Fraternité et Unité
Un jour de la fin juin, à l’aube d’un été qui s’annonçait torride, j’ai commencé une traversée des Balkans. J’ai décidé de suivre le parcours de ce que l’on a longtemps appelé l’autoroute de la Fraternité et de l’Unité. Un immense ruban d’asphalte ou de béton de 1 170 km de long, qui traversait l’ex-Yougoslavie du nord au sud, sillonnant quatre de ses six républiques : la Slovénie, la Croatie, la Serbie, et la Macédoine. Ces pays aujourd’hui indépendants faisaient tous partie de la République fédérative socialiste de Yougoslavie (1945-1992), qui englobait aussi la Bosnie-Herzégovine et le Monténégro.
Fraternité et Unité : c’était la devise, l’un des principes directeurs affichés, officiels, de ce régime qui voulait faire vivre ensemble les Slovènes et les Croates catholiques, les Bosniaques musulmans, les Serbes et les Macédoniens orthodoxes. « La Yougoslavie a six Républiques, cinq nations, quatre langues, trois religions, deux alphabets et un seul parti », disait Josep Broz, Tito, le fondateur de la fédération socialiste, son leader jusqu’à sa mort en 1980. Il était l’ancien chef emblématique du mouvement des Partisans, les résistants qui boutèrent les forces de l’Axe hors de la région lors de la Seconde Guerre mondiale.
Aujourd’hui, la Yougoslavie a disparu, le pays s’est disloqué à la fin du siècle dernier. L’autoroute de la Fraternité et de l’Unité en tant que telle n’existe plus, elle s’est éteinte en même temps que la fédération socialiste. Mais il est encore possible de suivre son parcours, un réseau composé de plusieurs routes nationales connectées entre elles et qui permettent de passer d’un pays à l’autre. Parfois sans même s’arrêter car il n’y a à nouveau plus de frontières entre la Slovénie et la Croatie, membres de l’Union européenne et de l’espace Schengen.
Après l’éclatement de l’ex-Yougoslavie, les chemins des anciennes républiques fédérées ont divergé, leurs destins aussi. Pourtant, « on ne peut pas échapper au passé », m’a dit Mitja Velikonja, professeur d’études culturelles à l’Université de Ljubljana. Il parle vrai.

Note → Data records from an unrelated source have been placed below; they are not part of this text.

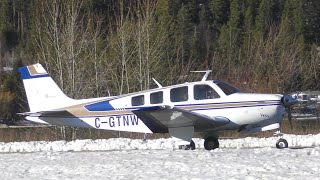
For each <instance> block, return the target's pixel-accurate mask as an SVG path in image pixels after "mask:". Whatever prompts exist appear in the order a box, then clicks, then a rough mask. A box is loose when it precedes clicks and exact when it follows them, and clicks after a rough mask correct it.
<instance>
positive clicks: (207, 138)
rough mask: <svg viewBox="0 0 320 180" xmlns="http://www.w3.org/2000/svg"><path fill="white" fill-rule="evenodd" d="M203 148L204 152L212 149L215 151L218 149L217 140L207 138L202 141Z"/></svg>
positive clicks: (214, 137) (212, 138) (218, 144)
mask: <svg viewBox="0 0 320 180" xmlns="http://www.w3.org/2000/svg"><path fill="white" fill-rule="evenodd" d="M204 148H205V149H206V150H213V149H216V148H219V141H218V139H217V138H215V137H212V136H211V137H207V138H206V139H205V140H204Z"/></svg>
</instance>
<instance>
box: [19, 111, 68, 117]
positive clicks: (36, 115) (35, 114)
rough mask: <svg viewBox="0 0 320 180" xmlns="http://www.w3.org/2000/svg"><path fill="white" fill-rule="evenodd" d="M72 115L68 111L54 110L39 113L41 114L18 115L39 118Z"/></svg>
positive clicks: (25, 113) (28, 112) (27, 112)
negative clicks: (38, 117)
mask: <svg viewBox="0 0 320 180" xmlns="http://www.w3.org/2000/svg"><path fill="white" fill-rule="evenodd" d="M67 114H68V115H70V113H69V112H68V111H66V110H52V111H39V112H25V113H18V115H20V116H33V117H39V116H42V117H43V116H55V117H56V116H64V115H67Z"/></svg>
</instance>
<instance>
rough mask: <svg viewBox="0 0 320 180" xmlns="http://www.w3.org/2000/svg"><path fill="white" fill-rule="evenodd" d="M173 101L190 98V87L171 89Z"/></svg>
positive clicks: (178, 100)
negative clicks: (189, 91) (189, 88)
mask: <svg viewBox="0 0 320 180" xmlns="http://www.w3.org/2000/svg"><path fill="white" fill-rule="evenodd" d="M170 100H171V102H181V101H187V100H188V87H187V86H185V87H178V88H173V89H171V90H170Z"/></svg>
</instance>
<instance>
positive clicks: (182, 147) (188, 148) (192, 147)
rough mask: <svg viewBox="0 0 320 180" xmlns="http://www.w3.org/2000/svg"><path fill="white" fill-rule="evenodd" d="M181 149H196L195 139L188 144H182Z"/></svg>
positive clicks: (188, 149) (191, 140) (184, 149)
mask: <svg viewBox="0 0 320 180" xmlns="http://www.w3.org/2000/svg"><path fill="white" fill-rule="evenodd" d="M179 149H184V150H195V149H196V144H195V143H194V142H193V140H191V141H190V144H188V145H180V146H179Z"/></svg>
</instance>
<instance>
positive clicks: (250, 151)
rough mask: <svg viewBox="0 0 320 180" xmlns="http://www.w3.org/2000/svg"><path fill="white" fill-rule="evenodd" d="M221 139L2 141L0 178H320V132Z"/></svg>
mask: <svg viewBox="0 0 320 180" xmlns="http://www.w3.org/2000/svg"><path fill="white" fill-rule="evenodd" d="M284 138H286V139H287V140H288V143H289V146H290V147H292V148H289V149H283V150H278V149H276V148H274V146H275V142H276V140H277V138H243V139H222V140H220V148H219V149H216V150H213V151H206V150H204V149H203V140H201V139H194V141H195V143H196V146H197V149H196V150H194V151H191V150H190V151H186V150H177V149H176V148H177V145H176V142H175V141H174V140H173V139H171V138H170V139H157V140H148V141H146V142H145V141H142V140H137V139H136V140H133V139H124V138H119V139H108V140H77V141H71V142H65V141H55V142H44V141H41V142H13V143H0V152H1V153H0V162H1V163H0V169H1V173H0V179H1V180H5V179H92V180H93V179H320V163H319V162H320V134H318V135H307V136H299V135H285V136H284Z"/></svg>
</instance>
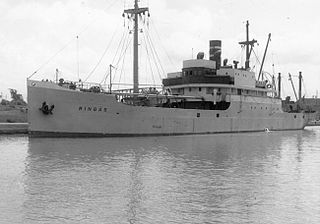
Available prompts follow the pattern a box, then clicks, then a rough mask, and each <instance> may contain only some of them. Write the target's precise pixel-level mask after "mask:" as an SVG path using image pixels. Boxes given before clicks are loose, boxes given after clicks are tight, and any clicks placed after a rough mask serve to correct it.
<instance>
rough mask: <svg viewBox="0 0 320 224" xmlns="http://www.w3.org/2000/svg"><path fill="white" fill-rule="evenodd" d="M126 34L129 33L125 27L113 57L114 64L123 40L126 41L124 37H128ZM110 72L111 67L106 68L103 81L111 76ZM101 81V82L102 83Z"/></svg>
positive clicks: (111, 62) (124, 37) (102, 79)
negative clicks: (125, 28) (110, 75)
mask: <svg viewBox="0 0 320 224" xmlns="http://www.w3.org/2000/svg"><path fill="white" fill-rule="evenodd" d="M126 34H127V32H126V29H124V31H123V33H122V37H121V39H120V42H119V44H118V47H117V50H116V53H115V55H114V57H113V59H112V62H111V65H113V64H114V60H115V58H116V56H117V55H118V52H119V49H120V46H121V44H122V42H123V41H125V39H124V38H126V37H125V35H126ZM115 69H116V67H115ZM108 72H109V69H107V70H106V72H105V74H104V76H103V79H102V81H101V83H103V82H105V81H106V79H107V78H108V77H109V75H110V74H109V73H108ZM101 83H100V84H101Z"/></svg>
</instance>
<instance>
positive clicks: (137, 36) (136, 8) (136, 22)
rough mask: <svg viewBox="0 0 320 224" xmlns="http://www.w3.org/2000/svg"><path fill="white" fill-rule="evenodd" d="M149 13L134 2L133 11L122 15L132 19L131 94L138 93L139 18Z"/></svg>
mask: <svg viewBox="0 0 320 224" xmlns="http://www.w3.org/2000/svg"><path fill="white" fill-rule="evenodd" d="M145 12H149V8H139V5H138V0H135V2H134V8H133V9H126V10H124V13H126V14H129V15H131V17H133V18H134V29H133V32H134V34H133V92H134V93H139V16H140V15H141V14H144V13H145Z"/></svg>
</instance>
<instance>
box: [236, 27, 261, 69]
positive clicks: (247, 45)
mask: <svg viewBox="0 0 320 224" xmlns="http://www.w3.org/2000/svg"><path fill="white" fill-rule="evenodd" d="M246 31H247V40H246V41H243V42H239V44H241V45H244V46H246V64H245V69H246V70H248V69H249V68H250V56H251V53H252V50H253V46H254V44H255V43H257V41H256V40H255V39H253V40H251V41H249V21H247V25H246ZM250 46H251V48H250V49H249V47H250Z"/></svg>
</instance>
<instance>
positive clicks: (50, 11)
mask: <svg viewBox="0 0 320 224" xmlns="http://www.w3.org/2000/svg"><path fill="white" fill-rule="evenodd" d="M139 4H140V5H141V6H146V7H149V9H150V16H151V17H150V20H149V22H147V20H146V22H145V23H144V24H143V23H141V24H140V27H141V28H143V31H142V32H141V33H140V44H141V45H140V46H139V49H140V52H141V56H140V82H141V83H155V84H161V81H160V80H161V78H164V77H166V73H168V72H177V71H180V70H181V68H182V61H183V60H187V59H191V58H194V57H195V56H196V54H197V53H198V52H205V55H206V58H208V51H209V40H215V39H218V40H222V57H223V58H228V59H229V61H230V62H231V61H233V60H238V61H240V62H243V61H244V51H243V49H241V46H240V45H239V44H238V42H239V41H243V40H244V39H245V23H246V21H247V20H249V22H250V38H251V39H252V38H254V39H256V40H258V43H259V45H258V46H257V47H256V48H255V54H256V56H255V55H253V57H252V61H251V65H252V67H253V68H254V70H255V71H257V70H258V69H259V66H260V65H259V63H257V60H260V61H261V59H262V57H263V52H264V49H265V45H266V42H267V37H268V34H269V33H271V34H272V38H271V43H270V47H269V49H268V54H267V58H266V63H265V66H264V70H266V71H267V72H269V73H270V74H277V73H279V72H281V73H282V75H283V95H282V97H285V96H287V95H291V96H293V91H292V88H291V86H290V83H289V81H288V73H291V74H292V75H293V80H294V82H295V85H296V88H298V79H297V76H298V73H299V71H301V72H303V77H304V86H303V88H304V90H303V94H304V95H305V96H306V97H312V96H315V95H316V93H317V91H318V90H320V74H319V73H320V63H319V62H320V42H319V37H320V14H319V13H318V12H319V10H320V2H319V1H317V0H303V1H302V0H281V1H280V0H268V1H265V0H241V1H239V0H197V1H189V0H185V1H181V0H179V1H178V0H161V1H159V0H140V3H139ZM132 5H133V0H95V1H90V0H63V1H62V0H1V1H0V68H1V70H0V92H1V93H2V94H3V97H4V98H5V97H6V96H7V97H9V91H8V88H14V89H17V90H18V92H20V93H22V94H23V96H24V97H25V98H26V95H27V90H26V79H27V77H30V76H31V75H32V74H33V73H34V72H35V71H37V72H36V74H35V75H34V76H33V77H32V78H33V79H39V80H41V79H54V77H55V70H56V68H58V69H59V71H60V74H59V77H63V78H65V79H67V80H78V79H79V78H80V79H82V80H85V79H87V78H88V77H89V79H88V81H90V82H97V83H100V82H102V80H103V78H104V76H105V75H106V74H108V71H109V65H110V64H114V63H115V64H116V66H115V67H116V68H115V71H114V76H113V81H114V82H121V83H132V75H131V74H132V72H131V67H132V49H131V45H130V43H131V42H130V38H131V39H132V34H131V35H130V34H129V35H128V37H127V36H124V34H127V33H129V31H130V29H131V28H132V25H131V24H132V22H131V23H130V22H128V20H127V19H124V18H123V17H122V13H123V10H124V8H128V7H130V6H132ZM128 24H129V28H128ZM147 24H149V26H147ZM148 36H149V40H151V42H152V44H149V46H152V47H151V49H150V50H148V51H147V50H146V49H147V48H145V47H144V46H143V44H145V43H148ZM122 37H126V38H127V39H126V40H128V42H123V43H128V44H129V45H128V48H127V54H126V55H127V56H126V57H125V61H126V62H125V61H122V59H120V57H119V60H117V59H118V56H117V54H116V53H117V49H118V48H119V46H122V45H121V44H120V43H122V42H121V40H122ZM149 43H150V42H149ZM152 49H155V52H156V53H154V55H156V56H152ZM120 52H121V51H120ZM148 55H149V57H147V56H148ZM150 55H151V56H150ZM102 56H104V57H102ZM122 58H123V57H122ZM148 58H151V59H153V58H154V61H155V62H150V61H149V59H148ZM257 58H258V59H257ZM99 62H100V63H99ZM117 62H119V63H117ZM157 65H158V66H157ZM272 65H274V66H272ZM150 74H151V75H150Z"/></svg>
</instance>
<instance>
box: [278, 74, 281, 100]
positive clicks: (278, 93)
mask: <svg viewBox="0 0 320 224" xmlns="http://www.w3.org/2000/svg"><path fill="white" fill-rule="evenodd" d="M278 97H279V98H280V99H281V73H279V76H278Z"/></svg>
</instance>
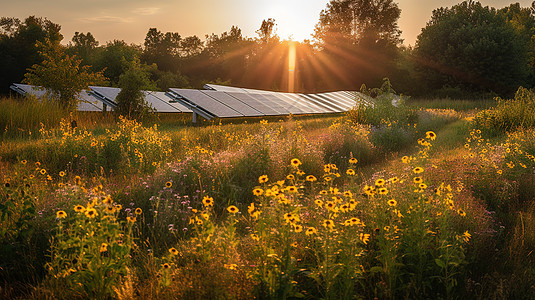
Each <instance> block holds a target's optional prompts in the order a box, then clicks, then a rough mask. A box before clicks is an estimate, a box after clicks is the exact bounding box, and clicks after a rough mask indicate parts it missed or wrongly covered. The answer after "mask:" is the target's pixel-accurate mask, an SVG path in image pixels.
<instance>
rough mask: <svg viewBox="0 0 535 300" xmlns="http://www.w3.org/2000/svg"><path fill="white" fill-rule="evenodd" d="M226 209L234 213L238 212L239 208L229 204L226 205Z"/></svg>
mask: <svg viewBox="0 0 535 300" xmlns="http://www.w3.org/2000/svg"><path fill="white" fill-rule="evenodd" d="M227 211H228V212H229V213H232V214H235V213H237V212H239V211H240V210H239V209H238V208H237V207H236V206H234V205H231V206H229V207H227Z"/></svg>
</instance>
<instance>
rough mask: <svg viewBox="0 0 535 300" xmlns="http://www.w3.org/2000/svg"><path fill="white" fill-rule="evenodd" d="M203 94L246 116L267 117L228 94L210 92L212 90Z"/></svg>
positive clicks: (257, 110)
mask: <svg viewBox="0 0 535 300" xmlns="http://www.w3.org/2000/svg"><path fill="white" fill-rule="evenodd" d="M201 92H202V93H204V94H206V95H207V96H209V97H212V98H214V99H215V100H217V101H219V102H221V103H223V104H225V105H227V106H229V107H231V108H232V109H234V110H235V111H237V112H239V113H241V114H243V115H244V116H251V117H259V116H264V115H265V114H264V113H262V112H260V111H258V110H256V109H254V108H253V107H252V106H250V105H248V104H247V103H245V102H243V101H240V100H239V99H236V98H235V97H233V96H231V95H229V94H228V93H226V92H221V91H210V90H206V91H203V90H201Z"/></svg>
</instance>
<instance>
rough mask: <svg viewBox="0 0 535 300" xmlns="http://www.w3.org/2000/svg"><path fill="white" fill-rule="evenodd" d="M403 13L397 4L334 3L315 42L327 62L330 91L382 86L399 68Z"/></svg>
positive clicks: (324, 59) (356, 88)
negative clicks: (400, 27) (387, 79)
mask: <svg viewBox="0 0 535 300" xmlns="http://www.w3.org/2000/svg"><path fill="white" fill-rule="evenodd" d="M400 14H401V10H400V9H399V7H398V6H397V4H396V3H395V2H394V1H393V0H331V1H330V2H329V3H328V4H327V8H326V9H324V10H323V11H322V12H321V14H320V20H319V22H318V24H317V25H316V29H315V33H314V38H315V40H316V45H315V46H316V48H318V49H319V50H321V52H320V54H321V56H322V57H323V58H321V60H322V61H324V62H325V65H326V70H325V72H327V73H329V74H328V75H327V76H329V77H332V78H335V79H336V80H334V81H333V82H332V83H331V84H330V85H329V86H326V87H324V88H329V89H346V88H349V89H358V87H359V86H360V85H361V84H362V83H364V82H367V83H368V84H371V85H376V84H380V82H381V81H382V79H383V78H384V77H388V76H390V75H391V74H392V73H393V72H394V71H395V67H396V60H397V56H398V49H397V47H398V45H399V44H400V42H401V40H400V34H401V31H400V30H399V28H398V24H397V22H398V19H399V16H400Z"/></svg>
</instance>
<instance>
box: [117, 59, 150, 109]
mask: <svg viewBox="0 0 535 300" xmlns="http://www.w3.org/2000/svg"><path fill="white" fill-rule="evenodd" d="M129 65H130V68H129V69H128V70H127V71H126V72H124V73H123V74H121V76H120V77H119V87H120V88H121V92H119V94H118V95H117V98H116V99H115V100H116V101H117V107H116V108H115V112H116V113H118V114H120V115H122V116H125V117H128V118H134V119H140V118H143V117H145V116H147V114H148V113H150V112H151V111H152V109H151V107H150V106H149V104H148V103H147V102H146V101H145V94H144V93H143V90H155V89H156V87H155V85H154V83H153V82H151V80H150V78H149V73H148V72H147V69H146V66H145V67H144V65H142V64H141V63H140V62H139V60H138V59H136V60H134V61H133V62H131V63H130V64H129Z"/></svg>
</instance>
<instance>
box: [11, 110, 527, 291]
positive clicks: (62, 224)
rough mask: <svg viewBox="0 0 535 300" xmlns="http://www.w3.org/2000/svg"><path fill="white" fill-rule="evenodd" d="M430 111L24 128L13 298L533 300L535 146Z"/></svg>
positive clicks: (470, 118) (517, 136) (450, 114)
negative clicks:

Les liens entre les pays désormais indépendants sont nombreux, ils revêtent beaucoup de formes différentes : architecture, urbanisme, musique, culture populaire, spécialités culinaires… Ce sont, aujourd’hui encore, autant de points communs entre les quatre pays que j’ai parcourus.
Je suis allé chercher ces traces du passé dans les villes, les villages et les campagnes que traverse l’ancienne route, des montagnes verdoyantes de Slovénie aux collines pelées de Macédoine. J’ai arpenté le tracé de l’autoroute à la recherche de survivances de la Yougoslavie, des héritages du précédent régime qui se dévoilent au fil des kilomètres, au grand jour ou plus discrets. Dans les discours des habitants aussi, qui convoquent volontiers leurs souvenirs ou, à l’inverse, préfèrent les taire.